Predicting deseasonalised serum 25 hydroxy vitamin D concentrations in the D-Health Trial: An analysis using boosted regression trees.

2021 
BACKGROUND The D-Health Trial aims to determine whether monthly high-dose vitamin D supplementation can reduce the mortality rate and prevent cancer. We did not have adequate statistical power for subgroup analyses, so could not justify the high cost of collecting blood samples at baseline. To enable future exploratory analyses stratified by baseline vitamin D status, we developed models to predict baseline serum 25 hydroxy vitamin D [25(OH)D] concentration.
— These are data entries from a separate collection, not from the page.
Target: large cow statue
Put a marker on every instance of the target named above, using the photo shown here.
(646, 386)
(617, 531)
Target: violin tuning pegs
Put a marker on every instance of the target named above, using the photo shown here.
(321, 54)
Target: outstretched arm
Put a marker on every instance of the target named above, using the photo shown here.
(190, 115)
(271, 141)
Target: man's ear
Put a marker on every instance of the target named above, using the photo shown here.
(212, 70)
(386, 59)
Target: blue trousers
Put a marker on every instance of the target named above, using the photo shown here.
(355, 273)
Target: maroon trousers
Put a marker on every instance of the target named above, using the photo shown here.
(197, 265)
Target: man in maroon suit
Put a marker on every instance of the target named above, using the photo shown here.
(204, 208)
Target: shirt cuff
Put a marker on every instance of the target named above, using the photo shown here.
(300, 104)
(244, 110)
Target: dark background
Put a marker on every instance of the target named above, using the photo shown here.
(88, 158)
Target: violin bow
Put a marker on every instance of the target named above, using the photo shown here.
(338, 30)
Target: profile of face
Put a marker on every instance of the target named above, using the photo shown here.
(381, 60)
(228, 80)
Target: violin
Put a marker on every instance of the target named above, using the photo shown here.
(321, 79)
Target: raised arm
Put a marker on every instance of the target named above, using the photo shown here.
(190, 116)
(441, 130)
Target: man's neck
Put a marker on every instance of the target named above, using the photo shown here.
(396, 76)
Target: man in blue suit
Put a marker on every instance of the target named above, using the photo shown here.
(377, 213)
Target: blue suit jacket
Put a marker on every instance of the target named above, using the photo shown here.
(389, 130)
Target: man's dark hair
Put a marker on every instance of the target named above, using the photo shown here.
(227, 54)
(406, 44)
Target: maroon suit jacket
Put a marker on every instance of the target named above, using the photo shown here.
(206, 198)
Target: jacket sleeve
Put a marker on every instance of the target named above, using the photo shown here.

METHODS We used data and serum 25(OH)D concentrations from participants who gave a blood sample during the trial for compliance monitoring and were randomised to placebo. Data were partitioned into training (80%) and validation (20%) datasets. Deseasonalised serum 25(OH)D concentrations were dichotomised using cut-points of 50, 60 and 75 nmol/L. We fitted boosted regression tree models, based on 13 predictors, and evaluated model performance using the validation data. RESULTS The training and validation datasets had 1788 (10.5% <50 nmol/L, 23.1% <60 nmol, 48.8 <75 nmol/L) and 447 (11.9% <50 nmol/L, 25.7% <60 nmol/L, and 49.2% <75 nmol/L) samples, respectively. Ambient UV radiation and total intake of vitamin D were the strongest predictors of 'low' serum 25(OH)D concentration. The area under the receiver operating characteristic curves were 0.71, 0.70, and 0.66 for cut-points of <50, <60 and <75 nmol/L respectively. CONCLUSIONS We exploited compliance monitoring data to develop models to predict serum 25(OH)D concentration for D-Health participants at baseline. This approach may prove useful in other trial settings where there is an obstacle to exhaustive data collection.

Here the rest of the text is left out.